I was a bit confused by the docs:
In a multi-threaded program, you should generally use different RNG objects from different threads or tasks in order to be thread-safe. However, the default RNG is thread-safe as of Julia 1.3 (using a per-thread RNG up to version 1.6, and per-task thereafter).
They recommend generally using explicit RNGs for each task, but don’t give a reason why. Since the default RNG is now thread-safe, what is the reason? Performance?
I ran a simple test on a 1.8 nightly of Julia and was also confused by the results. Using an explicit Xoshiro
RNG is slower on average than an explicit TaskLocalRNG
. (The explicit TaskLocalRNG
performs the same as not passing any RNG and using the default.)
julia> function f(rng_call, n)
Threads.@threads for _ in 1:Threads.nthreads()
rng = rng_call()
sum(rand(rng) for _ in 1:n)
end
end
f (generic function with 1 method)
julia> Threads.nthreads()
8
julia> @benchmark f(Random.Xoshiro, 10^6)
BenchmarkTools.Trial: 2151 samples with 1 evaluation.
Range (min … max): 981.468 μs … 15.590 ms ┊ GC (min … max): 0.00% … 0.00%
Time (median): 2.306 ms ┊ GC (median): 0.00%
Time (mean ± σ): 2.313 ms ± 1.369 ms ┊ GC (mean ± σ): 0.00% ± 0.00%
▇▃▂▁▁ ▁█▆▃▅▁▁▂ ▁▄▃ ▁
████████████████████▆▄▅▄▆▃▄▃▁▃▃▃▁▃▃▁▃▁▄▁▁▄▄▄▁▃▃▃▁▄▄▃▃▄▄▃▄▃▁▄ █
981 μs Histogram: log(frequency) by time 9.15 ms <
Memory estimate: 5.00 KiB, allocs estimate: 81.
julia> @benchmark f(Random.TaskLocalRNG, 10^6)
BenchmarkTools.Trial: 2902 samples with 1 evaluation.
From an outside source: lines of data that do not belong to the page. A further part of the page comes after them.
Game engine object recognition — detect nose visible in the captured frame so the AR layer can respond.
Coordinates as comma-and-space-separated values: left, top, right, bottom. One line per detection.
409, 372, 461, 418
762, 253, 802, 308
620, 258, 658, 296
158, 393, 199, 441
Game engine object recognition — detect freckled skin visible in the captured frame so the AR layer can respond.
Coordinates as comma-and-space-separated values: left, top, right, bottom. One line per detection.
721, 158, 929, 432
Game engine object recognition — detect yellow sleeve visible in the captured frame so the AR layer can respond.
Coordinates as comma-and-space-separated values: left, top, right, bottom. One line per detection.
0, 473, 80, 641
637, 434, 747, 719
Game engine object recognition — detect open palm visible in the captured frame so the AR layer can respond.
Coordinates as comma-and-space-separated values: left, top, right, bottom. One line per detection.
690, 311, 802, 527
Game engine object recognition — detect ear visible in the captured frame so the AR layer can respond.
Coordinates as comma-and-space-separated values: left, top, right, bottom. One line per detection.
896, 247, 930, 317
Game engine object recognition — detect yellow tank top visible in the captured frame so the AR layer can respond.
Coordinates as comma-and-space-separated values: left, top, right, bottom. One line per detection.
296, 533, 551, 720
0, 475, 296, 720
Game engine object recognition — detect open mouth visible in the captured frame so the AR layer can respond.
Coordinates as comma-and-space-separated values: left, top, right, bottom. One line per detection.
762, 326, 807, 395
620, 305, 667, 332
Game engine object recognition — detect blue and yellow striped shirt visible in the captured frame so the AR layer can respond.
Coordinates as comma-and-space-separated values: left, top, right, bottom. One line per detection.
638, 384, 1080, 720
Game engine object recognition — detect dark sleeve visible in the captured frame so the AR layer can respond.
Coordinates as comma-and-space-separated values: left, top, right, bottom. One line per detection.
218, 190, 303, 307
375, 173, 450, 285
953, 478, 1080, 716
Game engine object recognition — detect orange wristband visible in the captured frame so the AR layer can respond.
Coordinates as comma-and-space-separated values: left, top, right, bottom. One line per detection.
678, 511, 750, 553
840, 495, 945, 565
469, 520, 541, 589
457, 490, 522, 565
Range (min … max): 1.026 ms … 16.076 ms ┊ GC (min … max): 0.00% … 0.00%
Time (median): 1.088 ms ┊ GC (median): 0.00%
Time (mean ± σ): 1.716 ms ± 998.001 μs ┊ GC (mean ± σ): 0.00% ± 0.00%
██▁ ▂▅▅▃▃ ▁▃▂▁ ▁ ▁
███▆▅▃▃▄▄▄▄▁▃▄▅▃▃▃▄▁▁▁▁█▇▇▄▆████████████▅▆▆▃▄▅▆▆▇▄▁▃▆▅▆▆▇██ █
1.03 ms Histogram: log(frequency) by time 3.76 ms <
Memory estimate: 4.50 KiB, allocs estimate: 65.